A familiar showman’s playbook
Shepard was working the same basic playbook that P. T. Barnum had already used to great effect decades earlier with the Fiji Mermaid, a monkey torso stitched to a fish tail and exhibited as a genuine oceanic marvel. Barnum’s version relied on scale and showmanship on a much larger commercial stage, ticketed halls, national newspaper coverage, and a carefully cultivated air of scientific plausibility borrowed from the era’s genuine natural-history exhibitions. Shepard’s hodag worked the identical trick at parish-pump scale: a fabricated specimen, a controlled viewing environment, and just enough institutional interest — in his case a Smithsonian visit rather than Barnum’s newspaper syndicates — to lend the fake a credibility it hadn’t earned on its own. Both showmen understood that audiences don’t need to be fooled forever, only long enough to buy a ticket and tell their neighbours, and that a good enough story survives the reveal because the reveal itself becomes part of the entertainment.
What Rhinelander actually kept
The real subject of the hodag story is the specific kind of civic affection that keeps a debunked local legend alive for over a century once it stops needing to fool anyone, with the monster itself almost incidental. Shepard’s original audience was other lumber camp workers who would have understood immediately that a creature born from a mistreated ox and drawn to bulldogs was a joke built from their own working lives, not a genuine zoological claim, and that shared inside joke is exactly what a small logging town in the 1890s needed: a story specific enough to feel like theirs, ridiculous enough to bond over, and durable enough to outlast the man who invented it.

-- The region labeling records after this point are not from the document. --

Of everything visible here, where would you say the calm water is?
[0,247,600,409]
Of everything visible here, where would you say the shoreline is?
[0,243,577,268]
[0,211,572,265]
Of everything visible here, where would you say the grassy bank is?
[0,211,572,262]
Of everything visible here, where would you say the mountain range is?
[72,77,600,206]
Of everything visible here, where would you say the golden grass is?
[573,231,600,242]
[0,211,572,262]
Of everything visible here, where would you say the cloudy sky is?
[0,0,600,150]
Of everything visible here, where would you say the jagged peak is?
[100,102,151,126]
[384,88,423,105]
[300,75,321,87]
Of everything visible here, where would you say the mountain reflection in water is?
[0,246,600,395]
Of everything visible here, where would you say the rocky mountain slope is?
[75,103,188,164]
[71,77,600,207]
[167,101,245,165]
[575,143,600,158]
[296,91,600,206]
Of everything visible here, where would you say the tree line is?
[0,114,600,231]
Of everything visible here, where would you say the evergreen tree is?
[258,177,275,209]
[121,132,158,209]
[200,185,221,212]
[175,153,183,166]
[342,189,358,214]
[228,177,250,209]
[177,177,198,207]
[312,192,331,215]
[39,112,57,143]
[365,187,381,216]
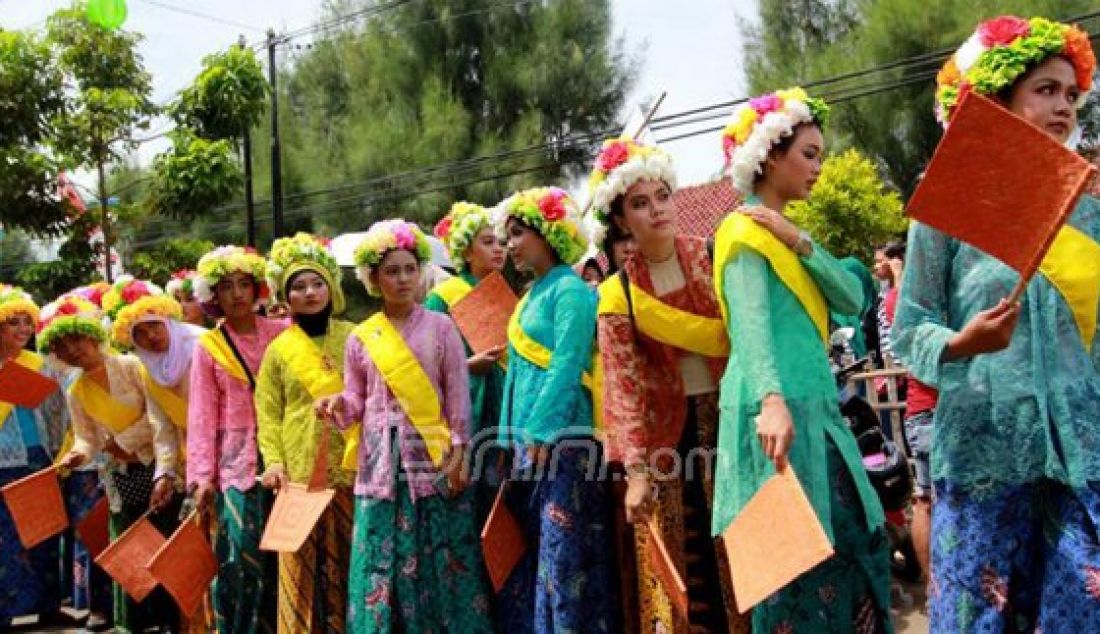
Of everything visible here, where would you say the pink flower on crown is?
[120,282,149,304]
[394,223,416,249]
[539,189,565,222]
[596,141,630,174]
[722,136,737,163]
[433,215,452,240]
[978,15,1031,48]
[749,94,783,121]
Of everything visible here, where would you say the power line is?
[140,0,265,33]
[109,10,1100,242]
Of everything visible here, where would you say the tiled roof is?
[673,178,740,237]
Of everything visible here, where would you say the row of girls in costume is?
[0,284,80,627]
[16,277,206,632]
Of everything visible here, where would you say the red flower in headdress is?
[978,15,1031,48]
[596,141,630,174]
[432,215,453,240]
[539,189,565,222]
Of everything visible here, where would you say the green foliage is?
[145,129,244,219]
[127,239,215,286]
[46,4,156,168]
[788,150,908,262]
[171,46,267,139]
[745,0,1097,194]
[255,0,633,232]
[0,31,66,234]
[17,212,101,303]
[0,230,31,280]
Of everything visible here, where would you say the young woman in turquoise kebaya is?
[893,15,1100,633]
[497,187,615,634]
[714,88,891,634]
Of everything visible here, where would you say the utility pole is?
[267,29,284,239]
[237,33,256,247]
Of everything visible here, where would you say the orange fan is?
[0,466,68,548]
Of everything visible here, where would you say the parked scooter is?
[829,328,921,582]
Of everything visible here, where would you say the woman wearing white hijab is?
[103,278,206,509]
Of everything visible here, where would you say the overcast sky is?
[0,0,756,193]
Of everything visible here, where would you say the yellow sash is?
[600,275,729,358]
[69,374,143,434]
[199,328,249,383]
[279,324,360,471]
[141,365,187,430]
[0,350,45,428]
[54,425,76,466]
[508,295,604,435]
[431,275,474,307]
[354,310,451,467]
[279,324,343,401]
[1038,225,1100,350]
[714,214,828,342]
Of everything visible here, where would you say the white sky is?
[0,0,756,190]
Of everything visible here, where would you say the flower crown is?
[164,269,195,297]
[66,282,111,308]
[193,244,268,304]
[494,187,589,265]
[37,293,107,353]
[354,218,431,297]
[722,88,828,194]
[585,136,677,245]
[266,231,341,299]
[935,15,1097,125]
[103,275,184,350]
[0,284,39,324]
[435,201,493,271]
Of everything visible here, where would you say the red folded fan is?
[0,363,58,409]
[147,513,218,616]
[908,92,1096,295]
[0,467,68,548]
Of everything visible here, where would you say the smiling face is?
[50,335,103,371]
[172,291,206,326]
[763,124,825,200]
[371,249,420,306]
[131,320,171,354]
[1005,57,1081,143]
[286,271,329,315]
[0,313,34,357]
[465,227,507,278]
[505,218,557,271]
[613,181,678,252]
[215,272,256,319]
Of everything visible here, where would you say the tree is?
[249,0,633,231]
[169,46,267,141]
[46,3,157,278]
[17,212,101,303]
[741,0,858,88]
[0,229,31,280]
[789,150,908,262]
[146,128,244,220]
[0,31,69,234]
[129,239,215,286]
[745,0,1096,194]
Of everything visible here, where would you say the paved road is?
[11,584,928,634]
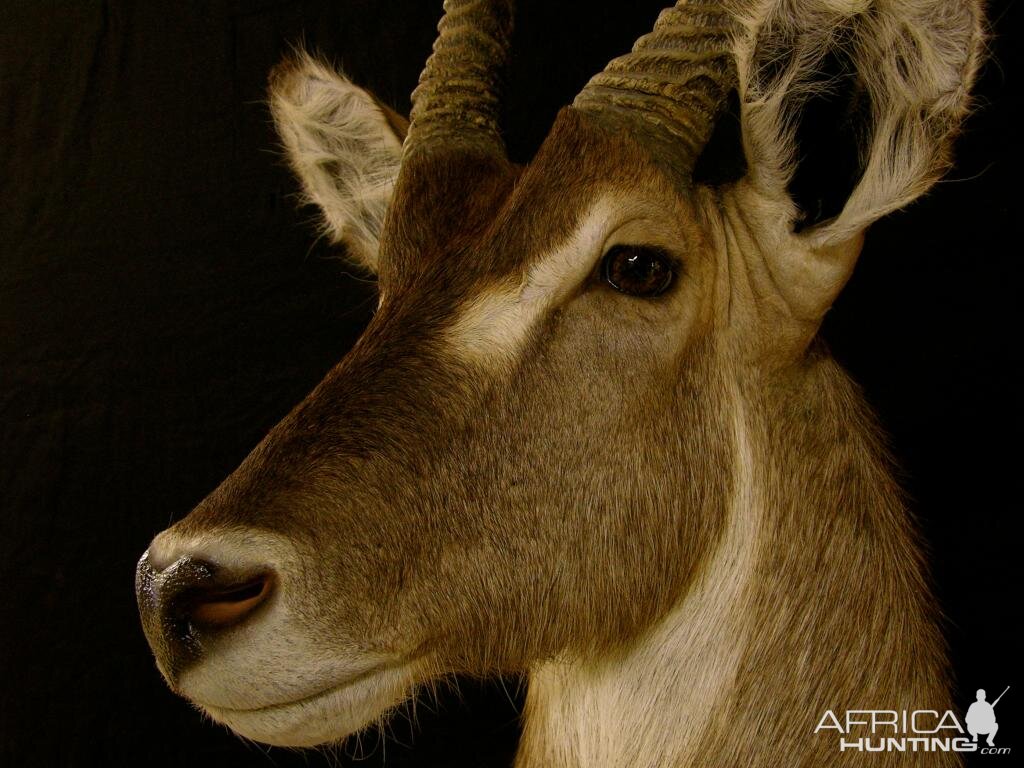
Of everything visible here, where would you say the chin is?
[195,666,416,746]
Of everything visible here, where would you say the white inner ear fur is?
[734,0,982,246]
[270,53,402,271]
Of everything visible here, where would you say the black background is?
[0,0,1024,767]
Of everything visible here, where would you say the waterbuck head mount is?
[137,0,980,745]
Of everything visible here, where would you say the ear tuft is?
[735,0,983,245]
[270,52,408,271]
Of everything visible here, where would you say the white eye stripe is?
[446,198,614,364]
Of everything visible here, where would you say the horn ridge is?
[404,0,513,156]
[572,0,738,173]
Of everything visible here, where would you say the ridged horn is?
[404,0,513,157]
[572,0,737,174]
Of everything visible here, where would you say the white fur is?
[734,0,981,245]
[446,197,622,362]
[523,392,762,768]
[147,528,421,746]
[270,54,401,271]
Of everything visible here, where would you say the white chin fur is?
[196,665,415,746]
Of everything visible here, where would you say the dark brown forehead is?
[379,108,685,301]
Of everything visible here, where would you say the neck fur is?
[516,358,958,768]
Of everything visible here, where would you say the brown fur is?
[138,3,983,766]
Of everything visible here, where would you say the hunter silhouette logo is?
[814,685,1010,755]
[964,685,1010,746]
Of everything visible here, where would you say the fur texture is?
[270,53,408,271]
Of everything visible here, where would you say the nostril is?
[179,573,273,629]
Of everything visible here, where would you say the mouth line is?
[199,664,397,715]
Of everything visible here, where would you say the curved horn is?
[406,0,513,157]
[572,0,737,175]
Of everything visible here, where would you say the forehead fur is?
[380,109,685,301]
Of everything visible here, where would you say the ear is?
[270,53,409,272]
[735,0,983,318]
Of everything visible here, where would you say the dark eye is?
[601,246,676,297]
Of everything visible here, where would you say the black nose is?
[135,553,273,685]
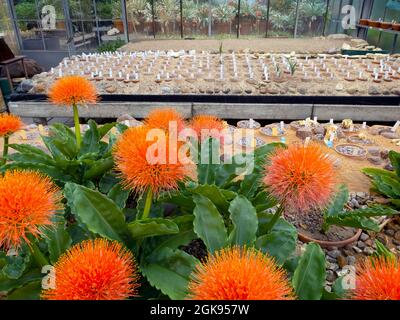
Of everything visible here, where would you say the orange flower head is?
[114,126,189,194]
[145,108,185,134]
[263,144,335,211]
[0,113,24,137]
[49,76,98,106]
[191,115,225,141]
[189,247,294,300]
[0,171,61,249]
[352,257,400,300]
[42,238,139,300]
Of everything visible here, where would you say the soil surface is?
[119,38,349,53]
[285,211,357,241]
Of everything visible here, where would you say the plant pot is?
[298,229,362,248]
[368,21,381,28]
[381,22,393,29]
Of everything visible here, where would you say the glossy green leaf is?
[128,218,179,239]
[140,248,198,300]
[292,243,326,300]
[229,195,258,246]
[193,194,228,253]
[64,183,128,241]
[255,213,297,264]
[325,184,349,216]
[107,183,130,209]
[45,219,72,264]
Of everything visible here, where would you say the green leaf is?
[140,248,198,300]
[83,157,114,180]
[325,184,349,216]
[252,190,278,212]
[45,221,72,264]
[292,243,326,300]
[389,150,400,177]
[188,184,229,212]
[325,205,398,232]
[64,183,128,241]
[79,120,101,155]
[2,250,31,279]
[255,213,297,264]
[128,218,179,239]
[193,194,228,253]
[229,195,258,246]
[107,183,130,209]
[0,269,43,292]
[99,173,120,194]
[7,281,42,300]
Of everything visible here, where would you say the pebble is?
[360,232,369,241]
[327,249,341,259]
[357,241,365,249]
[363,247,374,256]
[367,157,383,165]
[384,229,394,237]
[353,246,362,253]
[326,262,339,271]
[347,256,356,265]
[337,256,347,268]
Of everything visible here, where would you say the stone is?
[335,83,344,91]
[381,131,400,139]
[326,262,339,271]
[353,246,362,253]
[337,255,347,268]
[367,157,383,165]
[327,249,341,258]
[117,114,135,122]
[367,147,381,157]
[363,247,374,256]
[326,270,336,282]
[296,128,313,140]
[357,241,365,249]
[347,256,356,265]
[368,86,381,96]
[360,232,369,241]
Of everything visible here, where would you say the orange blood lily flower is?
[49,76,97,106]
[188,247,294,300]
[42,238,139,300]
[145,108,185,134]
[0,171,61,249]
[191,115,224,140]
[114,126,187,194]
[49,76,97,147]
[0,113,24,137]
[263,144,335,211]
[352,257,400,300]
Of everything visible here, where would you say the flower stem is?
[267,205,284,233]
[29,241,49,267]
[72,103,82,148]
[142,188,153,220]
[0,135,9,165]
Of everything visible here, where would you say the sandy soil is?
[0,122,400,192]
[119,38,348,53]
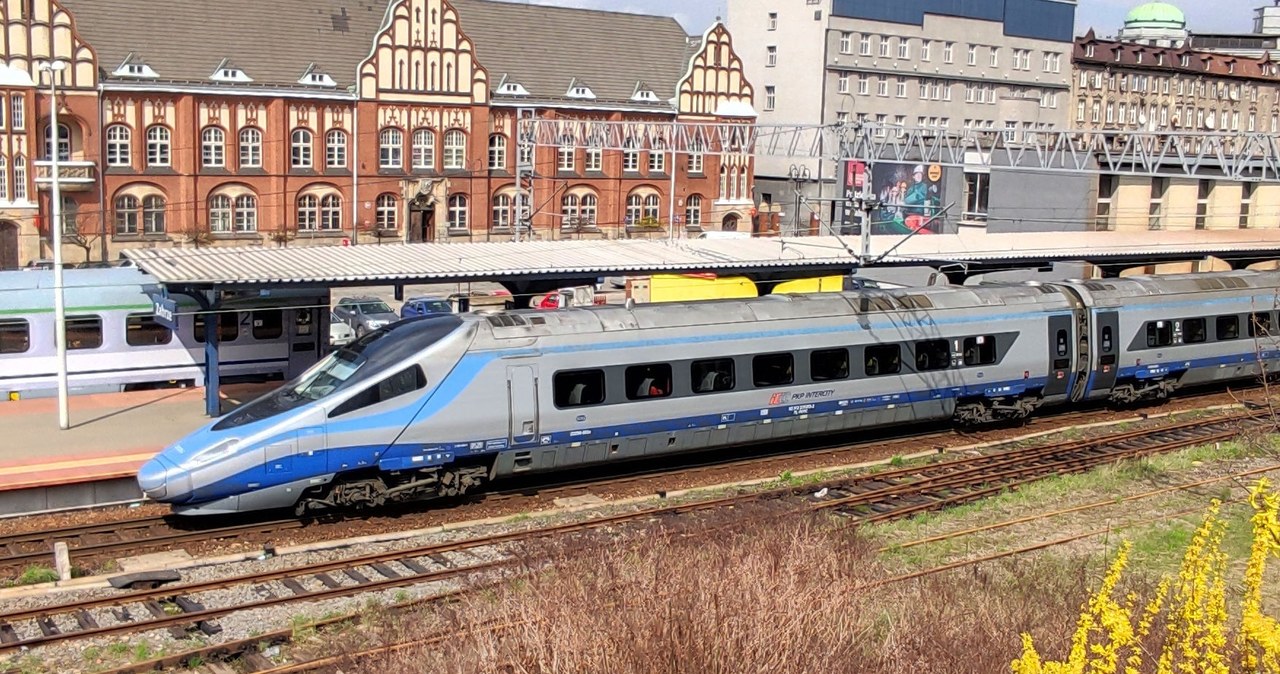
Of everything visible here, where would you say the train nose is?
[138,457,191,501]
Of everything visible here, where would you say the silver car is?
[333,297,399,339]
[329,311,356,347]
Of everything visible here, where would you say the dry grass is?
[314,513,1126,674]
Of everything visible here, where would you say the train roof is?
[474,284,1069,339]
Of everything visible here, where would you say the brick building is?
[1071,31,1280,230]
[0,0,755,269]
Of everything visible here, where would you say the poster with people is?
[872,162,943,234]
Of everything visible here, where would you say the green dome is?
[1124,3,1187,28]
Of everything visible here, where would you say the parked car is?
[401,297,453,318]
[333,297,399,339]
[329,311,356,347]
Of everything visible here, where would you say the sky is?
[516,0,1271,36]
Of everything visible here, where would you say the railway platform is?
[0,384,271,518]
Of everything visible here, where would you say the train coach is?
[0,267,329,399]
[138,272,1280,514]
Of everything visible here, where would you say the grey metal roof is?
[63,0,692,105]
[61,0,387,91]
[451,0,690,110]
[124,230,1280,286]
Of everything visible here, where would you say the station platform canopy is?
[124,228,1280,290]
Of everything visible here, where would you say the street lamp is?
[787,164,809,237]
[36,60,72,431]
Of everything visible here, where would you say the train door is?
[507,364,538,448]
[1044,316,1075,398]
[284,307,329,379]
[1089,311,1120,393]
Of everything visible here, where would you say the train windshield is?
[214,315,462,431]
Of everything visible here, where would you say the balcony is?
[36,160,97,192]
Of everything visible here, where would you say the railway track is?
[0,394,1219,578]
[0,406,1266,671]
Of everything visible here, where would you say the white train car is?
[0,267,329,399]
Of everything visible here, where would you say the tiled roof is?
[61,0,387,91]
[452,0,690,110]
[1071,31,1280,82]
[63,0,696,111]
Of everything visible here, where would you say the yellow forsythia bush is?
[1011,478,1280,674]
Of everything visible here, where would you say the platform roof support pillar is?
[196,290,223,417]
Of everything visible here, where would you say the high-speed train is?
[138,271,1280,514]
[0,267,329,399]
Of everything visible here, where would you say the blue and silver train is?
[0,267,329,399]
[138,271,1280,514]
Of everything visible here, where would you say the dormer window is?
[111,52,160,78]
[564,79,595,100]
[298,72,338,87]
[209,59,253,82]
[498,82,529,96]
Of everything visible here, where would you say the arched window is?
[236,194,257,231]
[147,125,169,166]
[489,133,507,171]
[324,129,347,169]
[115,194,138,234]
[622,138,640,171]
[378,129,404,169]
[13,155,27,201]
[289,129,311,169]
[561,194,579,228]
[320,194,342,231]
[644,194,658,223]
[413,129,435,171]
[444,129,467,169]
[45,124,72,161]
[142,194,165,234]
[239,128,262,169]
[577,194,598,226]
[298,194,320,231]
[106,124,133,166]
[200,127,227,168]
[378,194,399,230]
[627,194,644,225]
[685,194,703,226]
[489,194,511,229]
[556,136,577,171]
[449,194,467,231]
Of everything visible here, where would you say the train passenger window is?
[0,318,31,353]
[809,349,849,381]
[253,310,284,339]
[689,358,733,393]
[1249,311,1271,336]
[1217,316,1240,339]
[124,313,173,347]
[915,339,951,372]
[67,316,102,349]
[1183,318,1208,344]
[863,344,902,377]
[1147,321,1174,347]
[196,311,239,344]
[329,364,426,418]
[552,370,604,408]
[626,363,671,400]
[964,335,996,366]
[751,353,796,388]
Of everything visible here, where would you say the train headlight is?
[187,437,239,468]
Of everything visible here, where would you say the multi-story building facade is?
[728,0,1075,235]
[0,0,754,267]
[1071,31,1280,230]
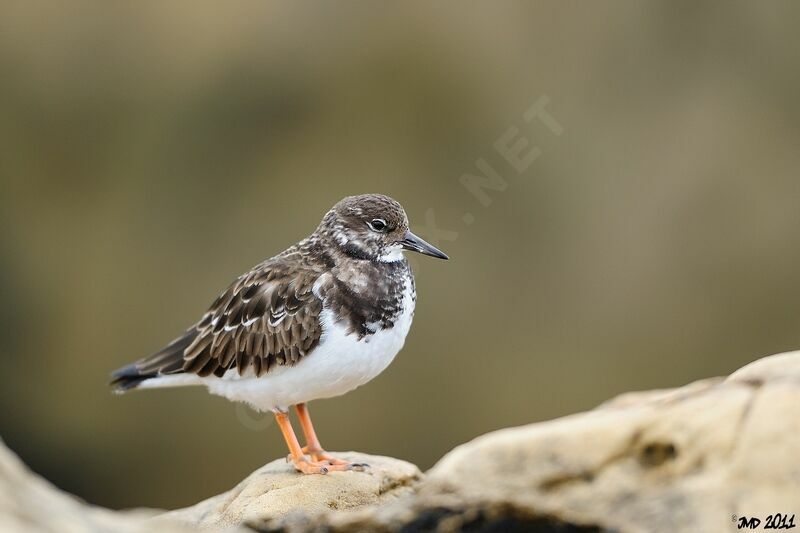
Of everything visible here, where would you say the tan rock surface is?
[0,440,188,533]
[164,452,422,529]
[418,352,800,532]
[0,352,800,533]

Wisconsin, it turns out, is good at this particular kind of monster-making. A little more than seventy miles south of Rhinelander, drivers along a stretch of road outside Elkhorn have their own creature story, the Beast of Bray Road, one built from sincere, independently corroborated eyewitness reports rather than a deliberate prank. The hodag and the Bray Road beast sit at opposite ends of the same folklore instinct — one manufactured entirely for laughs and kept because the laugh never got old, the other assembled from frightened, honest testimony and kept because nobody could explain it away. Both became durable regional identity precisely because the town chose to keep telling the story rather than let it quietly disappear, which may be the closest thing cryptid folklore has to a universal rule: the creatures that last are the ones a community decides are worth the retelling, whatever their original truth value happened to be.